The consensus seems to be that there is still value in this repo, but a lot of the models no longer follow best practices and shouldn’t necessarily be touted as “examples” per se. I suggested that renaming the repo could give us the best of both worlds, keeping it around while communicating it might not always be the best examples.

@mitzimorris suggested renaming the repo to “model-attic”, which most attendees liked as a name. We could update the README to explain that it is sort of an attic - there are some valuable things up there, but also a lot of history.

@PhilClemson and @s.maskell both mentioned that they had worked on some improved versions of some of the models, including some that made it into posteriorDB, and it would be good to add links to those versions in the repo.

This serves as a place to discuss further thoughts on renaming. @jonah also brought up his recent thread about how currently this repo isn’t linked to from our website much: Link to example models missing from Stan website?

4 Likes

The example-models repo was originally just a dumping ground to put models that didn’t fit anywhere else. While “model-attic” describes what we have now, I would prefer to actually fix the problem.

In outline, I think we should leave the BUGS and book translations, move code for the user’s guide and testing to the appropriate repos, and relocate all the case studies (I’m OK with a new case-studies repo that would have reproducible code along with models).

Here’s a complete survey of all the top-level directories and where I think they should go.

To Keep

  • BPA: keep (Bayesian Population Analysis book)

  • Bayesian_Cognitive_Modeling: keep (book of same name)

  • bugs_examples: keep and rename to BUGS and add warnings that none of the models are up to our current best practices for either Stan programs or modeling—we do not want people blindly copying the practices in these models. If you check out the vol1/rats example, you see what we had intended, which was to do a direct translation, an efficient direct translation, and then a best practices modeling translation. it never got there and there’s no good version of that model to inspect anywhere.

To Remove

  • ARM: poor quality, buggy, and outdated model translations (models derived from Gelman and Hill’s first regression book—the new book’s coded with Stan from the get go, so this is no longer the project’s problem, it’s the authors’)

  • applications: this one should’ve cited the license and original copyright; instead, we should just remove and if desired, point to the Imperial College repo, which has a copy of this model.

  • basic_distributions: this is just trivial models to fit basic distributions with data; the only non-trivial examples are binormal, triangle, and normal_mixture and I’d be happy to make sure those were covered in the user’s guide.
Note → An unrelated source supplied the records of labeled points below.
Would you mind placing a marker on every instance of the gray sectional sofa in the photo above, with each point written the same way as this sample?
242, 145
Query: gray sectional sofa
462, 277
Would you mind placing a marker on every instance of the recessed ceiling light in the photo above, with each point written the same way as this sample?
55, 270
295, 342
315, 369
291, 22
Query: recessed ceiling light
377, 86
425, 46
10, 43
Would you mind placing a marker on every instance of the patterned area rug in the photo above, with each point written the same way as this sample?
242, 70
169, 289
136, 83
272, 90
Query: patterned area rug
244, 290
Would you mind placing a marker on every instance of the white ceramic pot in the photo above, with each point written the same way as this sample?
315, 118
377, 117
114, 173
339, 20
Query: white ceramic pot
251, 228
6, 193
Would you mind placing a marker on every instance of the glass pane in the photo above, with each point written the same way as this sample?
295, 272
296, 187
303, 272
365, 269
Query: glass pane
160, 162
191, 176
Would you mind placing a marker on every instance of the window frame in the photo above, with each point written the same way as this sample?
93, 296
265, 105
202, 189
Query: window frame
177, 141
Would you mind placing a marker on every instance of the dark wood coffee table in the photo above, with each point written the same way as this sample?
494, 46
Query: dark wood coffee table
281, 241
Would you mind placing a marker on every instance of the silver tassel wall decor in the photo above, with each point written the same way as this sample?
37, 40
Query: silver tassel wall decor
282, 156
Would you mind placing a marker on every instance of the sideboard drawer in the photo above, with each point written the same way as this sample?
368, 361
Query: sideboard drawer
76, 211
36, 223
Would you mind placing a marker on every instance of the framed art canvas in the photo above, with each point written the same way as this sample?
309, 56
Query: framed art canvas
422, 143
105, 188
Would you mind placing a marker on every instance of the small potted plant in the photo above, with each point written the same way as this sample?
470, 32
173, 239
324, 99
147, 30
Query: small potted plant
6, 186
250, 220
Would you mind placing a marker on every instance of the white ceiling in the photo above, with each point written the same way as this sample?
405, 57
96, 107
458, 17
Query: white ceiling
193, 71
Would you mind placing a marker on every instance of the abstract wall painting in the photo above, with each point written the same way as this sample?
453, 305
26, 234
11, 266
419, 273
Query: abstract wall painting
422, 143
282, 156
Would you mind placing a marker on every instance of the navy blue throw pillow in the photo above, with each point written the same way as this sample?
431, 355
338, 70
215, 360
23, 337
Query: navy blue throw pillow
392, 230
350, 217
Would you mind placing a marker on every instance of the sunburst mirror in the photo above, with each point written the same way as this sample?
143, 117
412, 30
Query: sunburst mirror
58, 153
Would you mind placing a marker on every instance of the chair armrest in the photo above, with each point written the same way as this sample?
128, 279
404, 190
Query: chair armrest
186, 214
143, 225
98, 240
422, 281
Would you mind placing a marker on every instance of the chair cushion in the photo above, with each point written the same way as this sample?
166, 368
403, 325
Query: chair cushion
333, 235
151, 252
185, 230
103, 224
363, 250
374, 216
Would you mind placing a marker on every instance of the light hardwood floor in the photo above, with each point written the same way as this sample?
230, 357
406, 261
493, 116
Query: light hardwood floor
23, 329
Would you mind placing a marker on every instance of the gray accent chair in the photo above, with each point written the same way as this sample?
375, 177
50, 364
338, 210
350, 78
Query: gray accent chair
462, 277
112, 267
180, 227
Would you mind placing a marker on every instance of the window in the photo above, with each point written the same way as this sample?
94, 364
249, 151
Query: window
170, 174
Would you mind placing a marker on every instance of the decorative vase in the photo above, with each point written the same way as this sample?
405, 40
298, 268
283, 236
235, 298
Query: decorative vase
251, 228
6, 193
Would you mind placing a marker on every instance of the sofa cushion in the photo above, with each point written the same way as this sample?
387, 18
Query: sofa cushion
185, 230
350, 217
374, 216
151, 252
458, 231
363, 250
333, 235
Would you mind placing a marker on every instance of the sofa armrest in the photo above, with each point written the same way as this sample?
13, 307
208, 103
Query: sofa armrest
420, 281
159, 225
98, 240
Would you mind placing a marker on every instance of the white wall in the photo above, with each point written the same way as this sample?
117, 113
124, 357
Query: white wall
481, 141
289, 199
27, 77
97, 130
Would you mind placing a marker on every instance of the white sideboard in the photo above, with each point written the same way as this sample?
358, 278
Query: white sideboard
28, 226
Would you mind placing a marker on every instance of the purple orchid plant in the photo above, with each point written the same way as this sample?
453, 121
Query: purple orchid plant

  • basic_estimators: this is poorly named and contains things that should’ve been in basic_distributions; the only non-trivial examples are normal_censored, normal_truncated, and normal_mixture_k, all of which are described with code in the user’s guide

  • misc: this is the attic to the attic; some of this is salvageable but most of it’s outdated like the old written-by-hand HMM code

    • cluster: move to support file for user’s guide
    • dlm: cool Kalman-filtering example; this should go into the user’s guide
    • ecology: I think these are redundant with the book translation and the user’s guide
    • eight-schools: in BDA, example getting started code in R packages, etc.
    • funnel: in user’s guide
    • gam: this one was contributed by a user, but has a bogus license for text for the code; less clear on what to do with these really complicated models that users contribute with data but the script bombs out with some kind of C++ exception in stanc through Rstan, which I can’t easily get running any more.
    • garch: models from @bgoodri, but way out of date on coding practice; this should go into the manual time-series chapter
    • gaussian-process: presumably we have enough GP coverage elsewhere; I think this may be stuff @rtrangucci used for the users’ guide chapter
    • hier_multivariate: redundant with user’s guide, etc.
    • hmm: outdated now that we have built-ins other than maybe the simple sufficient-statistic version and semi-supervised versions, which could also go into the user’s guide; this stuff might’ve been used for the HMM examples in posteriordb from Imad Ali (I can’t find his forum handle)
    • irt: presumably redundant with all the education case studies; way out of date in coding
    • linear-regression: just delete
    • moving-average: this may be stuff from the user’s guide; strange error-based coding and out of date; maybe move in stochastic volatility model into time-series chapter of user’s guide
    • multi-logit: discussed in user’s guide
    • multivariate-probit: also in user’s guide
    • nnmf: non-neg matrix factorization should go in user’s guide in a new factor models chapter
    • sur: also redundant with user’s guide
  • regression_tests: this should go into a code repo if it’s still being used

Case Studies to Relocate

I don’t think they should go in example-models as they have data, R markdown, Jupyter (spell-check bait names are the worst), code, etc. We could create a new case-studies repo and locate the code for our case studies there

  • jupyter: this looks like a translation of Gelman and Carpenter’s paper; I have a repo for that where we can move this

  • education: this is some of the education models and should be moved to the respective authors’ GitHub

  • knitr: there are a lot of these, but I still think they should be moved back to the authors’ repos and the web site updated to match; or, we could build a case-studies repo to add this and the education examples to; there’s a bunch of residual junk like chapter1 and chapter2, which have been moved into the workflow book/paper repo; I’m guessing the IRT stuff all went into those case studies

1 Like

@WardBrian We fixed / added data for around 80 or so models in the example-models repository. These versions are the ones currently there.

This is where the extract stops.